Moving with Your Fish
How to get Your Fish to Your New Home Happy and Healthy
(The First Tank Guide)
Many people ask about moving with their fish. Though this can be very stressful to your fish, there are many things that you can do to make their experience more pleasant, and to increase the survival rate through this ordeal. Battery powered air pumps and oxygen releasing stones are available in some areas to ease the stress on the fish when you move.
Start by taking down the aquarium last when packing, and putting it up first on arrival. This will minimize the time your fish have to spend in a overcrowded containers and poor water conditions. Hopefully, you will have an opportunity to inspect your new home and select a good location for the aquarium prior to actually having to move. Remember, when you are looking at the new location, to keep in mind that you will want access to electrical outlets, you will want to be close to a source of water, you will want to minimize or eliminate the exposure to direct sunlight, you will want to provide sufficient space for the tank and all of its accessories, and you will want to be sure that the floor you are setting the tank on will support the weight nicely.
Second, take as much of the water from your fish tank as reasonably
possible with you. This will minimize the stress on your fish, as
they will be able to get used to the new water chemistry slowly over
the course of several weeks as you do your regular 10-15% weekly water changes.
An easy way to do this is to get several clean five gallon buckets. Drain water from the tank into these buckets until the buckets are about two-thirds full. If you do not have lids for your buckets, plastic grocery bags often will fit snugly and prevent your water from splashing while still allowing air to get in so that your fish and plants can breathe.
Pull out all of your decorations and place them in spare buckets or boxes for the trip. Carefully inspect each piece to make sure you do not have any fish or animals hiding inside a hole in a rock or a hollow in a castle. Remove live plants from the tank and place them in a bucket or two of water for the trip.
Catch the fish from your tank, and place them in one of the buckets (if you have a lot of fish or if your fish are large or particularly aggressive, you may need to split them between buckets). Take an inventory of your fish to make sure you caught everybody and aren't leaving any behind in the fish tank.
Be sure to drain as much of the water from your tank as you can - even a small volume of water in your tank can cause the bottom to crack or shatter when the tank is tipped or twisted. With larger tanks, you may also want to remove the gravel from the tank to prevent its weight from breaking your tank bottom when you move the tank. Five gallon buckets also work well for hauling gravel.

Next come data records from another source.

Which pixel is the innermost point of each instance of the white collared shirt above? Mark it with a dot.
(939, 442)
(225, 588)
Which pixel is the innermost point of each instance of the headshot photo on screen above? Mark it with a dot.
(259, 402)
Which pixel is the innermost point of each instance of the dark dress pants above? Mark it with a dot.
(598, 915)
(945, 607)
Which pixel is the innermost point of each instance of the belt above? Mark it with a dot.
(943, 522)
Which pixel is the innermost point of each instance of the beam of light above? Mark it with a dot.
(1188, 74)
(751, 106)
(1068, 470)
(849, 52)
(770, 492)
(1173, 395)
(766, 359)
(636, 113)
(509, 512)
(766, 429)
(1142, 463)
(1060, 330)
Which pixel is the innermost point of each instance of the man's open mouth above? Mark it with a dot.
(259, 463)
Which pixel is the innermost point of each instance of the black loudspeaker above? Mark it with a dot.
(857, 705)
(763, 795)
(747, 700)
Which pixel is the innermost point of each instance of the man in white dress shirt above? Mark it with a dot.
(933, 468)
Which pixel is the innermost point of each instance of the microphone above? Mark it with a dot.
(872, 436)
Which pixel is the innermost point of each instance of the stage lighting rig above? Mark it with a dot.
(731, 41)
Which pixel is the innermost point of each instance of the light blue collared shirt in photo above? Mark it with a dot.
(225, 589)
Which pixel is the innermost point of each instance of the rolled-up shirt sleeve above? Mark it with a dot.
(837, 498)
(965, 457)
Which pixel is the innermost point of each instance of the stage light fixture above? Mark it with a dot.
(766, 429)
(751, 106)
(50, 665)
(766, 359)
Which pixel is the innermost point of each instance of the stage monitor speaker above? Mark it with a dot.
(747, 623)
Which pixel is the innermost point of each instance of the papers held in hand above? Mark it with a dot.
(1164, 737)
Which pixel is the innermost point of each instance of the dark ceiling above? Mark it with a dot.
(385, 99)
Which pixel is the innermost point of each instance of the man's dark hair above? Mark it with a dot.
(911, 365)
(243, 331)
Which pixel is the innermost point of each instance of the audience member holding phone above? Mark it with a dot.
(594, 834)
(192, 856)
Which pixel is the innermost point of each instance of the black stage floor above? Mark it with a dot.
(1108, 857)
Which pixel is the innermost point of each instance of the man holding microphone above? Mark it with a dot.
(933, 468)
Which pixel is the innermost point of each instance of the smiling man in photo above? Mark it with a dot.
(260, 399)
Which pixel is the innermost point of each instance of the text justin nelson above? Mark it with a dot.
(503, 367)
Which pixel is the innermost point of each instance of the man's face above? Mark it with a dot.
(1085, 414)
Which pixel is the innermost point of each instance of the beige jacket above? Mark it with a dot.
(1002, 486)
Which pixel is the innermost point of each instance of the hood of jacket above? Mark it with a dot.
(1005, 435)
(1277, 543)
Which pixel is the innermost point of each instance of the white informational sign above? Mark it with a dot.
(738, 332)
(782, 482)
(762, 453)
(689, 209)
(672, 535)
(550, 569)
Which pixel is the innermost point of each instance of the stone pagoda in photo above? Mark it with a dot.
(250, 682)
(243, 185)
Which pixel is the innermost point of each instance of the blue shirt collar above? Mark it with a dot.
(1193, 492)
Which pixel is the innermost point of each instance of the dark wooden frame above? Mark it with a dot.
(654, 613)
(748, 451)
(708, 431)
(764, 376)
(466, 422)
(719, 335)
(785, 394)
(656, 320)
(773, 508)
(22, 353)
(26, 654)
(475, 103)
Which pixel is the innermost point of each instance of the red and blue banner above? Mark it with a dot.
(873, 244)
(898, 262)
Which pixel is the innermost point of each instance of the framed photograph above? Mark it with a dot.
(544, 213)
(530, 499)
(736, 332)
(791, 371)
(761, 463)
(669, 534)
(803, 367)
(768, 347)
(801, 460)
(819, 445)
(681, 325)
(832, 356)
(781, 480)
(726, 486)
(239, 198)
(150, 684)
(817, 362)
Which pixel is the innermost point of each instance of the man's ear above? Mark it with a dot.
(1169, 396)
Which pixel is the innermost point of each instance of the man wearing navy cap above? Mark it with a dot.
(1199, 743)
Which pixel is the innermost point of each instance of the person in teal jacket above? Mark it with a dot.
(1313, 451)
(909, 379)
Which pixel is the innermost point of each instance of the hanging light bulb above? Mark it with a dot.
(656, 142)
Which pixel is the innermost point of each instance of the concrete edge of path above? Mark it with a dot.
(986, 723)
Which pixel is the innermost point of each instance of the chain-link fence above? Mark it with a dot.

Remember, the more water you can bring with you when you move, the easier the trip will be on your finned friends.
Get the fish in their tank promptly when you arrive. Set up the heater, filters, and pumps. Remember, don't plug in or turn on heaters or pumps when they do not have water to cool them, or you may cause damage or injury to yourself or your fish. Then return the gravel to the tank if you removed it. After you have the gravel situated, you should begin filling the tank with the water in your buckets. As you fill the tank, place your decorations and plant your plants. Get as much water as you can back into the tank, then net the fish out of their bucket and gently release them into your tank. After all the fish are out of their bucket, add that water to the tank. You may have to top off your tank with dechlorinated tap water from your new home. Once the tank is filled and the fish and decorations have been introduced, let the tank sit for at least half an hour so that temperatures can equalize before you turn on the heater. Once you have the heater an pumps running, remember to check everything several times in the next couple of days to be sure that the heater is keeping things at the correct temperature, that the pumps and filters are working correctly, and that the fish are all doing all right.
Visit your new local fish store. If you have moved to a new city, it is a good idea to familiarize yourself with the local retailers. Look around and see if you can find the cartridges or media you need for the filter system(s) you have, look through selections of food and medications to see what products are available.